Possessed as he was of great riches, and consequently of many friends, blessed with a good constitution, a handsome figure, a mind just and moderate, and a heart noble and sincere, he fondly imagined that he might easily be happy. He was going to be married to Semira, who, in point of beauty, birth, and fortune, was the first match in Babylon. He had a real and virtuous affection for this lady, and she loved him with the most passionate fondness.
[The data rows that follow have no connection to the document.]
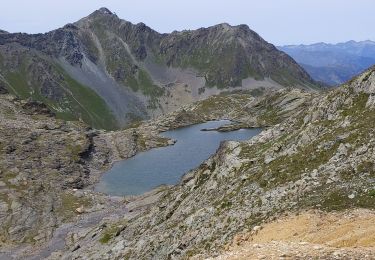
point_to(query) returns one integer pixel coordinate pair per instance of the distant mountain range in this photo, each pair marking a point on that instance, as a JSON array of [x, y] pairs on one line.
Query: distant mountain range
[[333, 64], [110, 72]]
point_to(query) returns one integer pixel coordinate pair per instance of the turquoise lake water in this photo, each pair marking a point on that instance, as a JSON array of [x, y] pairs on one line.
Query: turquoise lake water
[[166, 165]]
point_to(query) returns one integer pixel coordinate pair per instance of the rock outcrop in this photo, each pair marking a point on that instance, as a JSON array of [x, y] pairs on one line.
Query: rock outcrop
[[110, 72], [319, 158]]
The happy moment was almost arrived that was to unite them forever in the bands of wedlock, when happening to take a walk together toward one of the gates of Babylon, under the palm trees that adorn the banks of the Euphrates, they saw some men approaching, armed with sabers and arrows. These were the attendants of young Orcan, the minister's nephew, whom his uncle's creatures had flattered into an opinion that he might do everything with impunity. He had none of the graces nor virtues of Zadig; but thinking himself a much more accomplished man, he was enraged to find that the other was preferred before him. This jealousy, which was merely the effect of his vanity, made him imagine that he was desperately in love with Semira; and accordingly he resolved to carry her off. The ravishers seized her; in the violence of the outrage they wounded her, and made the blood flow from a person, the sight of which would have softened the tigers of Mount Imaus. She pierced the heavens with her complaints. She cried out, "My dear husband! they tear me from the man I adore." Regardless of her own danger, she was only concerned for the fate of her dear Zadig, who, in the meantime, defended himself with all the strength that courage and love could inspire. Assisted only by two slaves, he put the ravishers to flight and carried home Semira, insensible and bloody as she was.
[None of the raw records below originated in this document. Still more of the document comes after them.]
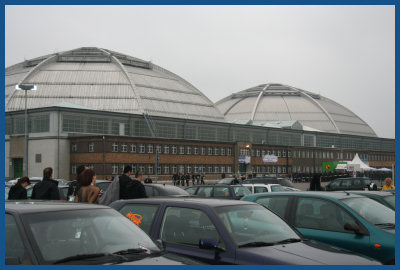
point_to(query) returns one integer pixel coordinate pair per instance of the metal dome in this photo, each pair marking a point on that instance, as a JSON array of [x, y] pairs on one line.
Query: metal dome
[[277, 102], [101, 79]]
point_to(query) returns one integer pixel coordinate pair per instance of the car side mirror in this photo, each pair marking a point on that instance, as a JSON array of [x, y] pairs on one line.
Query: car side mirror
[[210, 243], [351, 226]]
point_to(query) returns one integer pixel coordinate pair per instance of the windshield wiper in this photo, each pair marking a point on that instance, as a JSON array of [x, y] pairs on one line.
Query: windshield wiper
[[385, 224], [289, 240], [257, 244], [89, 256]]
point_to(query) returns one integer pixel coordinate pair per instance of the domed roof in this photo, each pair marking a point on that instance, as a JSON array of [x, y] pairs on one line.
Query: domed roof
[[101, 79], [277, 102]]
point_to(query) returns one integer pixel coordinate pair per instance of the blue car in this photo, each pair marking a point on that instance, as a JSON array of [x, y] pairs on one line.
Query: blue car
[[228, 232], [342, 219]]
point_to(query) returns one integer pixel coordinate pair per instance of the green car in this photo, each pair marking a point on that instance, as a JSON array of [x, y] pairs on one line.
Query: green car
[[342, 219], [385, 198]]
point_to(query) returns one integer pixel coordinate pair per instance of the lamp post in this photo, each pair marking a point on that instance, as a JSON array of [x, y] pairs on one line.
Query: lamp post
[[26, 88]]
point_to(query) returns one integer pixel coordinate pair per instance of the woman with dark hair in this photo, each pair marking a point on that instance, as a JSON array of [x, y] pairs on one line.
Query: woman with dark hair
[[18, 191], [87, 193]]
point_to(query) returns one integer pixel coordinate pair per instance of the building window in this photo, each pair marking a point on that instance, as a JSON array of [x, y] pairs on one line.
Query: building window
[[91, 147], [166, 169], [74, 147], [150, 148], [133, 148], [158, 148], [142, 148], [38, 158], [166, 149], [114, 169], [73, 169], [114, 147], [124, 147]]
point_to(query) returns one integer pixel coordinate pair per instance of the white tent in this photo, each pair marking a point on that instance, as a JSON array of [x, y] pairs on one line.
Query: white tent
[[358, 165]]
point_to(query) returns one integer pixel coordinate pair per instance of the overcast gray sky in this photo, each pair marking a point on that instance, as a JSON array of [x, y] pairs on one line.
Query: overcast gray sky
[[345, 53]]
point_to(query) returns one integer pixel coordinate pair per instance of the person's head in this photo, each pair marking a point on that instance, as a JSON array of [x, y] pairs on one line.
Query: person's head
[[48, 173], [24, 181], [388, 181], [87, 177], [138, 175], [127, 170]]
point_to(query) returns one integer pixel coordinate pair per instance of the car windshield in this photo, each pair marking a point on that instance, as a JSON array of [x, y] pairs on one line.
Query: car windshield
[[390, 200], [254, 224], [62, 234], [374, 212], [241, 191]]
On opening her eyes and beholding her deliverer, "O Zadig!" said she, "I loved thee formerly as my intended husband; I now love thee as the preserver of my honor and my life." Never was heart more deeply affected than that of Semira. Never did a more charming mouth express more moving sentiments, in those glowing words inspired by a sense of the greatest of all favors, and by the most tender transports of a lawful passion.